À la demande de l'avocat de l'ancienne compagne de l'accusé, mère de leurs trois enfants, la cour d'assises a ordonné le huis clos.
Peu auparavant, à l'ouverture des débats, l'accusé avait énoncé ses nom et profession dans le box, crâne ras, barbe de trois jours et sweat-shirt gris.
Quatre associations de protection de l'enfance se sont constituées parties civiles.
Me Emmanuel Daoud, avocat de l'ONG Ecpat France qui lutte contre l'exploitation sexuelle des enfants, voit dans ce procès "un message fort": "Cela démontre que même lorsqu'on est l'un des 10 pédocriminels les plus recherchés de la planète, à un moment ou un autre, c'est la fin de l'impunité".
"On s'est félicité qu'on ait pu identifier ses deux fillettes, à qui l'on pense énormément aujourd'hui, mais on peut déplorer que l'enquête n'ait pas permis d'identifier toutes les victimes", a déclaré de son côté déclaré Me Florence Pelé, avocate de la Voix de l'Enfant.
- "Imprudence technique" -
Durant plusieurs années, les policiers de l'office français pour la répression des violences aux personnes avaient traqué cet internaute "très actif", connu notamment sous le pseudonyme de "Kali".
En 2017, il avait notamment partagé des photos et une vidéo "de sa propre production" selon l'acte d'accusation, montrant deux fillettes d'"environ 5 ans" pour l'une, "1 ou 2 ans" pour l'autre, qui se sont avérées être les siennes.
Le recours à un pseudonyme et d'autres précautions ont permis à l'accusé d'échapper à la justice, jusqu'à ce qu'il commette une "imprudence technique" en 2020.
Pour transférer une vidéo montrant le viol d'une petite fille de 3 ans, il avait utilisé le serveur d'un opérateur français avec une adresse IP localisée au domicile d'une famille d'un village de Gironde.
Les enquêteurs disposent alors d'une piste.
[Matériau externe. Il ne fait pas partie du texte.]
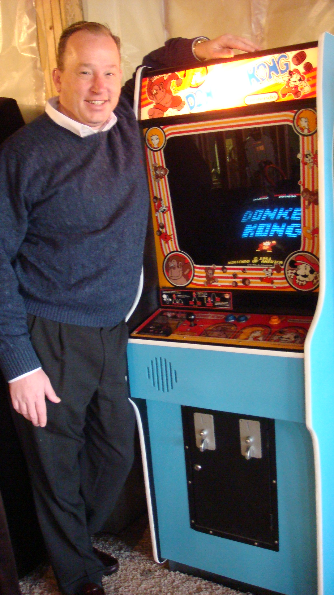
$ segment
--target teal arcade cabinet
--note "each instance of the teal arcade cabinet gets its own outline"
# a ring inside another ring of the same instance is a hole
[[[334,594],[334,37],[142,70],[158,309],[128,349],[155,558]]]

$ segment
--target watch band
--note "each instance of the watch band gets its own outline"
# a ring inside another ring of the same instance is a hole
[[[195,51],[195,48],[196,46],[198,45],[199,43],[203,43],[203,41],[209,41],[209,37],[196,37],[196,39],[194,39],[194,41],[191,44],[191,52],[193,53],[193,55],[194,56],[194,58],[195,58],[197,60],[198,62],[205,61],[205,59],[203,60],[201,58],[198,58],[198,56],[196,55],[196,52]]]

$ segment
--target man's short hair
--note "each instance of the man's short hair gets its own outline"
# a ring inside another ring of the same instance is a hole
[[[116,43],[118,53],[120,52],[121,42],[119,37],[112,33],[108,25],[102,25],[100,23],[94,23],[92,21],[78,21],[64,29],[59,37],[57,51],[57,68],[59,70],[64,70],[64,58],[67,41],[71,36],[76,33],[77,31],[88,31],[91,33],[111,37]]]

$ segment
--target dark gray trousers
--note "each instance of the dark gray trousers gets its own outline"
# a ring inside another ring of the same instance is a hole
[[[37,516],[61,590],[101,584],[90,537],[115,504],[133,460],[127,328],[79,327],[28,317],[31,342],[59,403],[34,427],[14,412]]]

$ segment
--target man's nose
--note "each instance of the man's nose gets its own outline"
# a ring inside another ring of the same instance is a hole
[[[94,93],[102,93],[105,88],[105,80],[103,76],[96,74],[92,81],[91,90]]]

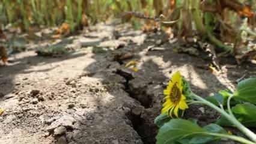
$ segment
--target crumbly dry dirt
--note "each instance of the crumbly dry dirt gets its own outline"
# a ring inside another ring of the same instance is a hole
[[[172,73],[203,96],[255,75],[255,65],[225,59],[214,73],[204,53],[178,53],[178,43],[160,32],[98,25],[70,37],[72,53],[45,57],[31,48],[0,67],[1,144],[155,143],[153,120]],[[138,71],[125,67],[130,61]],[[206,125],[218,115],[192,106],[185,116]]]

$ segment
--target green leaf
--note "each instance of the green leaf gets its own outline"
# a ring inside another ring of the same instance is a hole
[[[256,128],[256,106],[252,104],[239,104],[232,107],[235,117],[243,125]],[[218,119],[216,124],[222,126],[234,126],[224,117]]]
[[[209,125],[207,125],[204,127],[203,128],[209,133],[227,133],[227,131],[222,127],[215,124],[210,124]],[[221,139],[220,138],[216,137],[214,136],[200,136],[194,137],[189,141],[189,144],[212,143],[209,142],[219,140],[220,139]]]
[[[156,118],[154,123],[159,127],[161,127],[163,125],[163,124],[168,122],[169,120],[171,120],[171,118],[168,115],[160,115]]]
[[[157,144],[175,143],[189,136],[198,136],[206,131],[193,122],[182,119],[173,119],[159,129],[156,136]]]
[[[240,82],[234,96],[234,98],[256,104],[256,77]]]
[[[245,126],[256,127],[256,106],[252,104],[237,104],[232,108],[234,115]]]

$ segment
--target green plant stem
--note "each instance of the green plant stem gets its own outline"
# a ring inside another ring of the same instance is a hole
[[[252,31],[252,29],[251,29],[250,28],[241,28],[240,30],[248,32],[249,34],[253,35],[254,37],[256,37],[256,33],[255,32],[254,32],[253,31]]]
[[[247,128],[243,125],[242,125],[237,119],[236,119],[233,116],[228,115],[225,111],[222,110],[219,107],[215,106],[210,101],[204,99],[203,98],[198,96],[194,93],[192,93],[191,96],[195,98],[196,100],[202,101],[203,104],[204,104],[213,109],[216,110],[217,112],[219,112],[223,116],[227,118],[230,122],[234,124],[239,130],[243,132],[246,136],[247,136],[253,142],[256,142],[256,134],[251,131],[250,130]]]
[[[243,137],[236,136],[232,136],[232,135],[228,135],[228,134],[219,134],[219,133],[207,133],[209,135],[211,135],[213,136],[217,136],[220,137],[224,137],[224,138],[228,138],[237,142],[239,142],[245,144],[255,144],[255,143],[252,142],[251,141],[249,141]]]
[[[232,98],[232,97],[233,97],[233,95],[232,95],[231,96],[230,96],[229,97],[228,97],[228,102],[227,102],[227,105],[228,105],[228,113],[230,113],[230,115],[231,116],[233,116],[233,117],[234,117],[234,118],[236,118],[234,116],[234,115],[233,115],[233,112],[232,112],[232,110],[231,110],[231,108],[230,107],[230,100],[231,100],[231,98]]]

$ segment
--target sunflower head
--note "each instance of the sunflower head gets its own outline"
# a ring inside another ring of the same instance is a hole
[[[184,110],[188,108],[183,88],[187,88],[183,83],[183,78],[179,71],[174,74],[169,82],[168,86],[163,91],[165,102],[163,104],[162,114],[173,115],[178,117],[178,110]]]

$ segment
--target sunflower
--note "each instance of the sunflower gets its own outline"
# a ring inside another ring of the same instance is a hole
[[[163,91],[165,102],[163,104],[162,114],[168,113],[172,118],[174,113],[176,117],[178,117],[178,109],[184,110],[189,107],[186,97],[183,94],[182,79],[179,71],[175,73],[166,89]]]

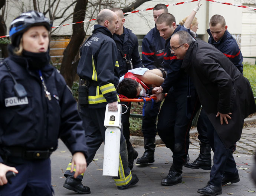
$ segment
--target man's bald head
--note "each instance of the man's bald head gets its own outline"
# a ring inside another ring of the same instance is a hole
[[[118,17],[119,27],[116,30],[115,33],[121,35],[124,33],[124,24],[125,21],[125,19],[124,17],[124,12],[120,8],[114,8],[110,10],[115,12]]]
[[[171,52],[177,59],[183,59],[193,41],[193,38],[187,32],[180,31],[171,36],[170,40]]]
[[[112,8],[110,10],[115,12],[118,17],[118,18],[121,19],[124,18],[124,12],[120,8],[115,7],[114,8]]]
[[[116,16],[114,11],[108,9],[104,9],[101,11],[97,16],[97,22],[98,24],[104,26],[105,21],[108,20],[111,22]]]
[[[104,9],[99,12],[97,16],[97,21],[98,24],[108,28],[112,35],[119,27],[117,15],[108,9]]]

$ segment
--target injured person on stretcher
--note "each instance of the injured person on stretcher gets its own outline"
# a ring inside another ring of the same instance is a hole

Des recoupements avec le FBI et la police australienne permettent de faire le lien entre des mots de passe régulièrement utilisés par "Kali" sur le darknet, et les premières syllabes du prénom et du nom du suspect.
L'homme est interpellé, des images pédopornographiques et une culotte d'enfant sont retrouvées dans son véhicule, des déguisements et des sex-toys au domicile familial, où la police saisit des disques durs, dont l'un servant à héberger des sites du darknet via le réseau Tor.
D'autres contiennent des dizaines de milliers d'images d'enfants victimes de pédocriminels dans le monde entier.
Pendant l'enquête, l'accusé, décrit comme "immature" sur le plan affectif, avait reconnu avoir agressé sexuellement ses filles mais en "minimisant l'impact" de ses agissements, selon l'accusation.
Il avait expliqué s'être rendu sur le darknet pour dialoguer avec des pédocriminels et "comprendre comment on pouvait en arriver là" avant de "tomber dans l'engrenage".
La propre enfance de cet employé communal a été marquée par "une grande souffrance", selon un expert psychiatrique. Lui-même affirme avoir été violé, petit, par un proche de sa famille, et avoir vu son père agresser sexuellement sa soeur.